It is no coincidence that many species of mushrooms appear in autumn. The explanation is in the very nature of the mushroom. In fact, the mushroom is the fruit of a fungus (known to experts as the fructiferous body, the carpohore). Many of the mushrooms that give mushrooms are buried and feed on the roots of the trees. Trees in general lose strength at the end of summer and autumn, so the fungus takes advantage to "appropriate" the tree. In this way, it will give its fruit in autumn.
However, the relationship between the tree and the fungus is symbiotic, that is, the food that needs the fungus (the organic matter) comes from the roots of the tree, in exchange for collecting from the hand of the fungus substances that the tree needs like water and mineral salts. For this purpose, the hyphae of the fungus (filamentous structures that form the fungus) collect the roots of the tree, forming a solid association: the mycorrhiza.

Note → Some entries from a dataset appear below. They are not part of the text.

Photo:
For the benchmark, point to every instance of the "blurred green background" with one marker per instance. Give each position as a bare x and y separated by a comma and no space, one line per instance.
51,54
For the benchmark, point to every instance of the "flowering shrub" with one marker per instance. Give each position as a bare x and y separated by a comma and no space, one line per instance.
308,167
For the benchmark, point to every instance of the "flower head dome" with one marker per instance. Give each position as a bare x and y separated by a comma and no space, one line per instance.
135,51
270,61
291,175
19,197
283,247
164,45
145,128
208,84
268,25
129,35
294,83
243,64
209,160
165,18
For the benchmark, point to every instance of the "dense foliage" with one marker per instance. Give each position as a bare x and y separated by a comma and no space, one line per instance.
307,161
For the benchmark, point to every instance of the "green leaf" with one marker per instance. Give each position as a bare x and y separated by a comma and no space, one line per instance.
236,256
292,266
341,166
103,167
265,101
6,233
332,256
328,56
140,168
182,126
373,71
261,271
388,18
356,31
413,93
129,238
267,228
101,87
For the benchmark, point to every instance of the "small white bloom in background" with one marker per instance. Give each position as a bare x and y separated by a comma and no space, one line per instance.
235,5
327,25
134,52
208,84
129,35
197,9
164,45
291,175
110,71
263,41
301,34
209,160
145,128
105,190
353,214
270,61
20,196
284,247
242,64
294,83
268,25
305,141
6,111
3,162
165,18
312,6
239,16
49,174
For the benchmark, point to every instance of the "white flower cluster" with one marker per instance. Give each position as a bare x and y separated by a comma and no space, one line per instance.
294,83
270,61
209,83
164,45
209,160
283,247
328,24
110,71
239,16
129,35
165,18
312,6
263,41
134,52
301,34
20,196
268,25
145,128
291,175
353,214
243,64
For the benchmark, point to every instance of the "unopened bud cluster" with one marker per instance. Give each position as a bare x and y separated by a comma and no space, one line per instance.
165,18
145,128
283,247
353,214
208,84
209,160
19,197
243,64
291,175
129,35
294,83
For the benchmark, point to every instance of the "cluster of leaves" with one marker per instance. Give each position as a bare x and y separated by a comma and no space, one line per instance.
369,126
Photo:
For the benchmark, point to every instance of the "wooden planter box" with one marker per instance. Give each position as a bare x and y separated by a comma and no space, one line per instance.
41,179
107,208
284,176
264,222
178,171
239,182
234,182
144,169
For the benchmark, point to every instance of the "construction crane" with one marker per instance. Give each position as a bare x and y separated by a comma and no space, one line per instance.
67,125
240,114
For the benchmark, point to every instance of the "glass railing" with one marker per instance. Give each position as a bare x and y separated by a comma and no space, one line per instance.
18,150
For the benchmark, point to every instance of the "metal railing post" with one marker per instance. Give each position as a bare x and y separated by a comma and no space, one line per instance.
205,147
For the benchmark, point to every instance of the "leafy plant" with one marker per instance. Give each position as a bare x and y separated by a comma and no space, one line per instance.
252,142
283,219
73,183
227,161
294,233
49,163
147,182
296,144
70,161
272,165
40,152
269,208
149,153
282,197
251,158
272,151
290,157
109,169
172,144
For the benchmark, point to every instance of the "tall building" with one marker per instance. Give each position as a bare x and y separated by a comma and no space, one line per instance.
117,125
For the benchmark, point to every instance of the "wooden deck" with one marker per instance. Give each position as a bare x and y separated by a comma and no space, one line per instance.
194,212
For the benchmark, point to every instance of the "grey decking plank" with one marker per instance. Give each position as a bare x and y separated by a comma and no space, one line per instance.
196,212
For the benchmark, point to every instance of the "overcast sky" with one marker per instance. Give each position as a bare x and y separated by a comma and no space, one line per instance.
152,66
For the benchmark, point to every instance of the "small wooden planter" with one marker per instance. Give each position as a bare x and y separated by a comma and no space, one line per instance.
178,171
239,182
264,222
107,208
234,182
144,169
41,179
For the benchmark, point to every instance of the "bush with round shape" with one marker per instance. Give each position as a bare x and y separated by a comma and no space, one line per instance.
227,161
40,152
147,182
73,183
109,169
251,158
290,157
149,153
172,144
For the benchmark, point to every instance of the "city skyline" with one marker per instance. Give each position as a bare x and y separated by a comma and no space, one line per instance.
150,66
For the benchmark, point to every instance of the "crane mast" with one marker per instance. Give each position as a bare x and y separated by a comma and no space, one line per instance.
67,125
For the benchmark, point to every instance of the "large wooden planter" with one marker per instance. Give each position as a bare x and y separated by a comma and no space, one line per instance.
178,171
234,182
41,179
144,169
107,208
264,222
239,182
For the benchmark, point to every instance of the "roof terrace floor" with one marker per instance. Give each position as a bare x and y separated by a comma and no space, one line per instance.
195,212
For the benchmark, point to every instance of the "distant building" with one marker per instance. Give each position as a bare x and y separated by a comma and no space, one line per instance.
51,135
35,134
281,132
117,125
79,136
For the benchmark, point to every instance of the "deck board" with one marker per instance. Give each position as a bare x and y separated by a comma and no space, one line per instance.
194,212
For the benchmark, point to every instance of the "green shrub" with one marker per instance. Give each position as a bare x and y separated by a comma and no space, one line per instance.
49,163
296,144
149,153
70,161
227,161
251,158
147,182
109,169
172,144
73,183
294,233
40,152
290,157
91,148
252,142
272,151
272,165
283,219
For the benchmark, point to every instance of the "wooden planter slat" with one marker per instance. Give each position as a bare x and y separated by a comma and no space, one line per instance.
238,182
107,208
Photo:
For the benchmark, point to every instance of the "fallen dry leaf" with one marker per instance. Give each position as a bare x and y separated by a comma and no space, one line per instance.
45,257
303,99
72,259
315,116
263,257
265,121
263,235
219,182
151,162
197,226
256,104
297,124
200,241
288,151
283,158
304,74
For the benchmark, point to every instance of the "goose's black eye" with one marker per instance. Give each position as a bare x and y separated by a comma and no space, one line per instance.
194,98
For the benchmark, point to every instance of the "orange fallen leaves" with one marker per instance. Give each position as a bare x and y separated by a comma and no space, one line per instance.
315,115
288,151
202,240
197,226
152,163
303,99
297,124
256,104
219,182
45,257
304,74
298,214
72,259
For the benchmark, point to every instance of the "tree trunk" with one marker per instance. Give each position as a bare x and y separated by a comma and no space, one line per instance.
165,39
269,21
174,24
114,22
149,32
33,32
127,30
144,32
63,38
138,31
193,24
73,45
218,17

The relationship between the tree and the fungus is very narrow. For this reason, some species of mushrooms grow in forests of a certain tree species, such as pinewoods, niscalo, Lactarius delicius, or hayeds and robledales, such as the black mushroom, Boletín us aereus, etc.

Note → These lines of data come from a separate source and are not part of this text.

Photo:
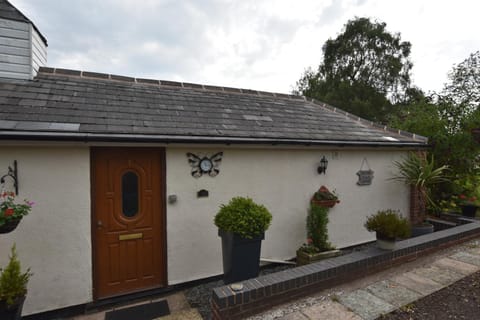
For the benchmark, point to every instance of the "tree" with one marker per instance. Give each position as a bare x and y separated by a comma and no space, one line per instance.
464,85
447,119
364,70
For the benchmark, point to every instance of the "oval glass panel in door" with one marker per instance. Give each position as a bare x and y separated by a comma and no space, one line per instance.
130,194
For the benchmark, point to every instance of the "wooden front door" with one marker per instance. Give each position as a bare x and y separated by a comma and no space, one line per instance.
128,220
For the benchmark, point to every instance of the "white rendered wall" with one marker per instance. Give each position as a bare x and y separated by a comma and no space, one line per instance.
282,180
55,239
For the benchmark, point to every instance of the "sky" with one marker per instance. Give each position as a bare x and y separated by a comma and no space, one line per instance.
254,44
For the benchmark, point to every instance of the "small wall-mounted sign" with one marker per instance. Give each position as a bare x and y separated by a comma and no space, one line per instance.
202,193
172,198
365,177
205,164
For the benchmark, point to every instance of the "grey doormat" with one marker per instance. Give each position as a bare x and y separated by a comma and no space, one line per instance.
147,311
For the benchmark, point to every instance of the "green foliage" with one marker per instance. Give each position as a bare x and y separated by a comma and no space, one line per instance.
317,230
447,119
13,283
362,70
420,173
10,210
244,217
388,223
464,85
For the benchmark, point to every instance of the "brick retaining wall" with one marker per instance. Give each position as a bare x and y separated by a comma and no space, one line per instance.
264,292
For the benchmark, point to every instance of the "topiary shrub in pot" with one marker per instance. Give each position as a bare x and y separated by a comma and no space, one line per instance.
241,225
389,225
13,288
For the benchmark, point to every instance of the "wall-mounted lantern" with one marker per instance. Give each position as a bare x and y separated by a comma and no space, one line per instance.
13,174
322,168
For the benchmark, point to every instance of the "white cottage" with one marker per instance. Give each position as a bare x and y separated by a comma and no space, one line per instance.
125,203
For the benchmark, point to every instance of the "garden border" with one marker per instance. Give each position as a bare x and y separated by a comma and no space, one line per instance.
264,292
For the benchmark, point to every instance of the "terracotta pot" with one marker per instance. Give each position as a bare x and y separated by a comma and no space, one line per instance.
13,312
9,226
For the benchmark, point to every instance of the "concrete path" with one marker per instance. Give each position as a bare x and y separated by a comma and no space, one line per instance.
362,299
371,297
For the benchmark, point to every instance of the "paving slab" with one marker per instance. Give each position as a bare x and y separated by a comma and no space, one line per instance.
457,266
393,293
189,314
294,316
177,302
467,257
330,310
474,250
415,282
365,304
443,276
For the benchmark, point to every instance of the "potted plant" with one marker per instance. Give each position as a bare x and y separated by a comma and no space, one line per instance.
389,225
469,205
317,247
11,213
421,175
241,225
324,198
13,288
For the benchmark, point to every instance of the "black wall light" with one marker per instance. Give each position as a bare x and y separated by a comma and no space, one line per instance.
12,173
322,168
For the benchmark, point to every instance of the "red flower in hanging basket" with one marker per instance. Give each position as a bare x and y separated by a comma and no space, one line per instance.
9,212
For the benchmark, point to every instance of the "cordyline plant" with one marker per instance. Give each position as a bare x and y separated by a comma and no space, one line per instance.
9,210
420,173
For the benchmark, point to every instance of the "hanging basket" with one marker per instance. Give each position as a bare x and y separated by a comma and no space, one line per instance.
324,203
9,226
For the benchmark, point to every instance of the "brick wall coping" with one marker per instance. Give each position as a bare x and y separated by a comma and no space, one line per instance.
264,292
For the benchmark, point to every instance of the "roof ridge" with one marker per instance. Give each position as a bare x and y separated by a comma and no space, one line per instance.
169,83
370,123
189,85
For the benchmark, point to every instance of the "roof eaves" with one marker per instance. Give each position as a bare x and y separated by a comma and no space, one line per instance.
370,123
94,137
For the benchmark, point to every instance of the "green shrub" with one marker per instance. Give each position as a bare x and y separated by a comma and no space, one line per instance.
388,223
13,283
317,230
243,217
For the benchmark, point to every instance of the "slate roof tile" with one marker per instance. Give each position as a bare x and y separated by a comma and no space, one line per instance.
114,105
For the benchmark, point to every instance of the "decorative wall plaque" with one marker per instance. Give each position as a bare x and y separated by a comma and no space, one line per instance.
205,164
365,177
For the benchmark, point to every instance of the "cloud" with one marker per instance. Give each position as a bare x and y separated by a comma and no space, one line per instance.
261,44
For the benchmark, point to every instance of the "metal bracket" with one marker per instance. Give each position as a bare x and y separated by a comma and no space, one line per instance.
12,173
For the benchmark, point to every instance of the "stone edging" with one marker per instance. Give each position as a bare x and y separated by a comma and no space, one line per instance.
264,292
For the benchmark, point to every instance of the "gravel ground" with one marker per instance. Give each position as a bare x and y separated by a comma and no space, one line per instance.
461,300
199,296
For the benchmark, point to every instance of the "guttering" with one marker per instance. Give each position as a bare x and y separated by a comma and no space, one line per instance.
99,137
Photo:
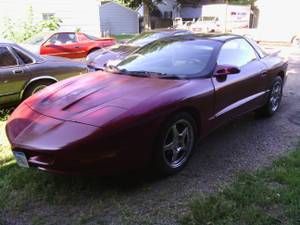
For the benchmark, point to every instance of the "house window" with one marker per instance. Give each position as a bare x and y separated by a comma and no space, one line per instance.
47,16
168,14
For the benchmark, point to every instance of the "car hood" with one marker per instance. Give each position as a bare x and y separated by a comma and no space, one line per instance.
97,98
99,58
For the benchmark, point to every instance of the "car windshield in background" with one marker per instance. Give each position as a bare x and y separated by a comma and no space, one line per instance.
146,38
185,58
36,40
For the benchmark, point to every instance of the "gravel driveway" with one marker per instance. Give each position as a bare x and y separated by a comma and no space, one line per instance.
243,145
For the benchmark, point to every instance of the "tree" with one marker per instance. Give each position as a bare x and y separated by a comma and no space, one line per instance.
19,32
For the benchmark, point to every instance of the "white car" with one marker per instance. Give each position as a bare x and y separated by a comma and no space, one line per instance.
206,24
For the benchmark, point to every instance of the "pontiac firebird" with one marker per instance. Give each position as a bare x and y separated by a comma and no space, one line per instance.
149,109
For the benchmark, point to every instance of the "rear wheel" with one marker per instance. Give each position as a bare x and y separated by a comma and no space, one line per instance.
175,144
274,99
36,87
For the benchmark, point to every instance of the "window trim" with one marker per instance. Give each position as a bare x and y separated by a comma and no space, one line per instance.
77,41
13,55
239,38
23,63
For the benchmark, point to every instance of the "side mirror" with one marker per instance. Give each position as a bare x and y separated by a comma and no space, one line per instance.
224,70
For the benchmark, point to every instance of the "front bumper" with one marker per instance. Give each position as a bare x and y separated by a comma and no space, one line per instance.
59,146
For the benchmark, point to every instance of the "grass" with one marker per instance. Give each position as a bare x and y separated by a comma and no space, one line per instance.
4,114
268,197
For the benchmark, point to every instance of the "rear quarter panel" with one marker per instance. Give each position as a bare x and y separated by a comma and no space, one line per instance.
276,66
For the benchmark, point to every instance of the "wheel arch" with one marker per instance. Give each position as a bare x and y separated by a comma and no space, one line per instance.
193,112
34,80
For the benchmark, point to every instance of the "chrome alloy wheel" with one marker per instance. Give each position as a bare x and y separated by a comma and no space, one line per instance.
276,94
178,143
38,88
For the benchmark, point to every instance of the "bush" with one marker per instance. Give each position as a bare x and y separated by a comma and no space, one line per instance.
20,33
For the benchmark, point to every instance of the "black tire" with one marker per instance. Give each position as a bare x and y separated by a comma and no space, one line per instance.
274,99
35,87
186,139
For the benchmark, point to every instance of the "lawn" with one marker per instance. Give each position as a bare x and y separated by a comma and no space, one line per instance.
268,197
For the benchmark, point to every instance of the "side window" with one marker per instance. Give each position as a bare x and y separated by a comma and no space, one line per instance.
6,58
26,59
236,52
66,38
53,39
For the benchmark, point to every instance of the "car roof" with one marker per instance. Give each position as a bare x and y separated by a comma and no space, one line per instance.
167,30
222,37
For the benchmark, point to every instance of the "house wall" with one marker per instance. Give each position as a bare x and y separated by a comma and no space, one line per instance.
278,20
74,14
116,19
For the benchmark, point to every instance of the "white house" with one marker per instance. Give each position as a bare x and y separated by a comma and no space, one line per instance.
278,20
83,15
117,19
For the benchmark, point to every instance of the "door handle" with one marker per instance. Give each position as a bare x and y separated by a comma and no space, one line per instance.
17,71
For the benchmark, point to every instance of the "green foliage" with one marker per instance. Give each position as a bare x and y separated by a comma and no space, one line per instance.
17,32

However, only some species of fungi form mycorrhizae. Other fungi are parasites and others feed on dead organic matter, so that the hyphae of some fungi grow in trunks, excrements or stems. These fungi are called saprofitos and contribute, among other things, to the degradation of waste. Many of these mushrooms also give mushrooms in autumn, such as those growing in litter.
Thus, although the mushroom is the most prominent part, it is nothing more than the final end of a fungus that normally grows hidden, an elegant structure that uses to expand the spores. These fungi are reproduced by spores. Each mushroom releases millions of spores; and if one of them reaches an area with the right conditions, it forms a primary mycelium, the vegetative body of the fungus.
The competition between fungi is enormous. The mycelia grow much, but they are mutually disturbed and not all mycelium manage to donate mushrooms. However, in most cases, this primary mycelium is not fruitful, but it needs the mycelium of another spore compatible to form a secondary mycelium, that is, to create a mycelium that is productive. When the humidity and temperature conditions are adequate, that secondary mycelium will give mushrooms.
Depending on the species, the mushroom can be sustained on a breeding surface (the yellow skin, the Stereum hirsutum, for example, grows in the fallen branches), it can grow in the subsoil (famous truffles like the Tuber melanosporum) or rising above the terrestrial surface, adopting a classical structure formed by a leg and a beret - there are other more peculiar structures, with aspect of claws, etc.
In the case of the classic structure of “legs and hats”, as the leg stretches, the beret is spreading, revealing the hymenium (structure that houses the spores) that is under the beret. Once the spores arrive they will be loose and willing to give life to another fungus to restart the cycle. Mushrooms with other structures have other strategies to expand spores, but the goal is ultimately the same.
The mushroom takes a few days to grow and expand the spores, and then wilt (if you do not eat any animal before). But the mycelium is still alive, and when it has the right conditions again, it begins to give mushrooms. For this reason, mushroom collectors turn again and again to the same places, but with the itching they keep their secret.
Thank you for your collaboration with the Department of Mycology of Aranzadi.